Samajwadi Party members told me that part of the credit for Akhilesh’s messaging should go to the CM’s own style of functioning and the rest to a conscious image-makeover, the brainchild of Steve Jarding, Public Policy professor at Harvard.
Juxtapose this with how voters in UP and even in the Congress pocket boroughs of Amethi, Rae Bareli and Sultanpur, perceive party scion Rahul Gandhi. He is Rahul ji for people, cutting across regions, age groups and economic divide. For them, Rahul is a visitor of sorts. Or, the VIP guest from New Delhi who does them a favour by giving them an audience: akin to the prince of a royal family. I got a first-hand experience of RaGa’s disconnect while covering the UP assembly elections in 2012. I met Shivkumari, a Dalit woman in Semra, a hamlet in Amethi. In January 2009, Rahul Gandhi spent a night at Shivkumari’s shanty, promising her all the help she needed. The Congress vice president never returned, nor was there any follow-up from his team. On the contrary, with fellow villagers taunting her about his disappearance, the visit turned into a curse of sorts.

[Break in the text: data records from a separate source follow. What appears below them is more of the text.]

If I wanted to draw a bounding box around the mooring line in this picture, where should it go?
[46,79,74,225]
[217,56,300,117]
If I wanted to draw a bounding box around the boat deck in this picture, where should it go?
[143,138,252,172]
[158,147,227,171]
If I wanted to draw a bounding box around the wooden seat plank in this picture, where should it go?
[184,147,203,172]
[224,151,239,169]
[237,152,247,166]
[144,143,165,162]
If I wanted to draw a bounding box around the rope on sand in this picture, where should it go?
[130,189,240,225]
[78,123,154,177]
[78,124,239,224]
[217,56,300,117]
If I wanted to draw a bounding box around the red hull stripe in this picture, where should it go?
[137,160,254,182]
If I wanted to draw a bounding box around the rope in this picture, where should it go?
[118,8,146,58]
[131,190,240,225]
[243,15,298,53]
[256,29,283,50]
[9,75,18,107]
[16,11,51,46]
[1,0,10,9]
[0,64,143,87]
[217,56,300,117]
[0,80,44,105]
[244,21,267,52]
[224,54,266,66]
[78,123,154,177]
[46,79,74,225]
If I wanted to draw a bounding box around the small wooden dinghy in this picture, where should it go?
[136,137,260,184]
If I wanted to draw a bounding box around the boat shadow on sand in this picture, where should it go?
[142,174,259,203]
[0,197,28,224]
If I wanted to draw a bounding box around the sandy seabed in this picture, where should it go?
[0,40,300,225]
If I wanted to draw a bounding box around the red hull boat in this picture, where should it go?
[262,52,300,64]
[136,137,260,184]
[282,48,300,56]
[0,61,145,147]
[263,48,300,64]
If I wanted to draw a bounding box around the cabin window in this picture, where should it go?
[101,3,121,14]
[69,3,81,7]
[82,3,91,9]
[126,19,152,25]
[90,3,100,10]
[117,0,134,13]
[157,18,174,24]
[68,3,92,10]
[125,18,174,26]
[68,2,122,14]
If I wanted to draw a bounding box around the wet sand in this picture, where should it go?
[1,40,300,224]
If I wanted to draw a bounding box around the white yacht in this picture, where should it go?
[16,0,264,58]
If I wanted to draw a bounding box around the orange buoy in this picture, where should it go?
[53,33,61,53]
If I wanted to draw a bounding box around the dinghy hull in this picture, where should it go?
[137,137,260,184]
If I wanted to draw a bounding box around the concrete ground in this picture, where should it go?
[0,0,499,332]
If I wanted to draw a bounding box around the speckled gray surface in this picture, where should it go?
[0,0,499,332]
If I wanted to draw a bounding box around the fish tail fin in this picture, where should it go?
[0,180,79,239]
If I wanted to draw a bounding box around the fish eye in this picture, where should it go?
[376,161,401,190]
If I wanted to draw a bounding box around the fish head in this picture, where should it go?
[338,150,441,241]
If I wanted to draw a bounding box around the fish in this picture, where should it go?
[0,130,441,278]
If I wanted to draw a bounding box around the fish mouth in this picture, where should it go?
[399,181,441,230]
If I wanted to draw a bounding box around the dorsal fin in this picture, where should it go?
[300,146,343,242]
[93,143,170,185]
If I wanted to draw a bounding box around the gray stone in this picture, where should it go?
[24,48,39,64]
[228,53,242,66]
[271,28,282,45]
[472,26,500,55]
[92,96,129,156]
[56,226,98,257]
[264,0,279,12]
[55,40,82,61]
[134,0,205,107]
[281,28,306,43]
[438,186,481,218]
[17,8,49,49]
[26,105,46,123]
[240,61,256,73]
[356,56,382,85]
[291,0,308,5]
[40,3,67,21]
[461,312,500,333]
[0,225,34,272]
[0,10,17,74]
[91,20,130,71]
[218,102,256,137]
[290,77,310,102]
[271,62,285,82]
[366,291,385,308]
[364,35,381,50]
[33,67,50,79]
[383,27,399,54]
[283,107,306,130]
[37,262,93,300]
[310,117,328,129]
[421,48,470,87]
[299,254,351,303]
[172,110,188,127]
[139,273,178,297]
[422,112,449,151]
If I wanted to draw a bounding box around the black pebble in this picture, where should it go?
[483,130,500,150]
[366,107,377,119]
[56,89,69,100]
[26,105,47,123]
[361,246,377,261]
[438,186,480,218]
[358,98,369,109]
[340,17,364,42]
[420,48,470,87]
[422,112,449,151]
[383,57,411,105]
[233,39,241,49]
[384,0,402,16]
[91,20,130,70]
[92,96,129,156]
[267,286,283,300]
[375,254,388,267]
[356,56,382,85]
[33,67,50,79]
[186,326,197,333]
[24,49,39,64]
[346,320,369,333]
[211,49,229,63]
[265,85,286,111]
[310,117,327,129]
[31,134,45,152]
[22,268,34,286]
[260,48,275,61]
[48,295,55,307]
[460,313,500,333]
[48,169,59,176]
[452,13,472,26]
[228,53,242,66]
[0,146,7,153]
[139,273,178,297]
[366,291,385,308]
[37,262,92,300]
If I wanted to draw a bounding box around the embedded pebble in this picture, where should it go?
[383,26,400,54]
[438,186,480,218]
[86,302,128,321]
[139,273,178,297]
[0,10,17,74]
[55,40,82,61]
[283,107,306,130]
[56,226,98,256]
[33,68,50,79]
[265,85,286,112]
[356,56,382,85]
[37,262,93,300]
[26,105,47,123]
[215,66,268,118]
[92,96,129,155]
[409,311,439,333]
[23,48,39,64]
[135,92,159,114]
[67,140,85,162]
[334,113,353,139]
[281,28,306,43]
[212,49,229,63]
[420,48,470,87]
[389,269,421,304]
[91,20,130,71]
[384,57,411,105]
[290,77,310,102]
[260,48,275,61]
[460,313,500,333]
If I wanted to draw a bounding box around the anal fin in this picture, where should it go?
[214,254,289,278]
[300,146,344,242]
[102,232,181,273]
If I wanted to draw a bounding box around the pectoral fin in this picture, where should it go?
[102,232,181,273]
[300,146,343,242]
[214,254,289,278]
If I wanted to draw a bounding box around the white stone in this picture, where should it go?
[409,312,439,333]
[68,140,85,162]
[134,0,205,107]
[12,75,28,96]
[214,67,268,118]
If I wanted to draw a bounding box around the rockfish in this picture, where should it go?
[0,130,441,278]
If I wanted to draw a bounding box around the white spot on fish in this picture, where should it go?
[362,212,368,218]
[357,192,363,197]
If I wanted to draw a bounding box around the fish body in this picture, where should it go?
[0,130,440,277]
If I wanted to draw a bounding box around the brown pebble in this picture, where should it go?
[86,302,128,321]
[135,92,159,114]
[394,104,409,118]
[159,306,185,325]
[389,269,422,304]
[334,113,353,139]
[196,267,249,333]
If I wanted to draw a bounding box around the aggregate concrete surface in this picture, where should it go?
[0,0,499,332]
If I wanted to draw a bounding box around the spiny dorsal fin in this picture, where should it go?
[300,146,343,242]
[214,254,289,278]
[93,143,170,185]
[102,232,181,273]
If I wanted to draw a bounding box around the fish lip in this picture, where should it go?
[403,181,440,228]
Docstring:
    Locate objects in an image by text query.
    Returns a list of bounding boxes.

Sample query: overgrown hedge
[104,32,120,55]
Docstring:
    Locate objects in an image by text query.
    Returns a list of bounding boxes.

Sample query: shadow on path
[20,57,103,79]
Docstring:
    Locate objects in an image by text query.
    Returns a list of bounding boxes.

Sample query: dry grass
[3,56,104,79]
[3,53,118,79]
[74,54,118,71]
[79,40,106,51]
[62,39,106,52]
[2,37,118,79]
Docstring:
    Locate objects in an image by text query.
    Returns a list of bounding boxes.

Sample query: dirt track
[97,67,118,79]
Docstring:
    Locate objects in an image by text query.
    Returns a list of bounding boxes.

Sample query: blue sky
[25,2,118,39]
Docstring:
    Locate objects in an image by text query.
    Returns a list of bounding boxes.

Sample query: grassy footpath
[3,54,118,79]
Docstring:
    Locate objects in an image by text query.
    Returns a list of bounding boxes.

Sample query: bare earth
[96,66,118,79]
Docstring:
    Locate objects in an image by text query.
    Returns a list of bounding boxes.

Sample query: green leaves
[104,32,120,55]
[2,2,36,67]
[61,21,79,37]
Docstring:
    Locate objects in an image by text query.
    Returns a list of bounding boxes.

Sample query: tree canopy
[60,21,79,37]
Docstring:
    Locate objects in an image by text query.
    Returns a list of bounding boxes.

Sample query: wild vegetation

Five years on, I discovered that Rahul’s perception as an outsider who occasionally visits Uttar Pradesh, has not changed. Even this time round, the people I met in the constituencies of Western Uttar Pradesh and Central Uttar Pradesh view him in the same reverential, albeit formal light.
Rahul is seen as an outsider in spite of the fact that the core constituencies – particularly Amethi and Re Bareli -- have remained dedicated to the Congress. Even to them, Rahul reminds them of a son who is now settled abroad and occasionally visits his family here in India. This is in sharp contrast with Akhilesh Yadav who has a more informal and intimate direct connection with the people. Rahul Gandhi is still Indira’s grandson or Rajiv’s son. Still, there is a sense of gratitude. The people cannot thank the Congress and Rahul Gandhi enough for getting them basic amenities such as road, water and power.
But on the ground and in UP lingo, Akhilesh is still UP ka ladka and Rahul, the prince from Delhi.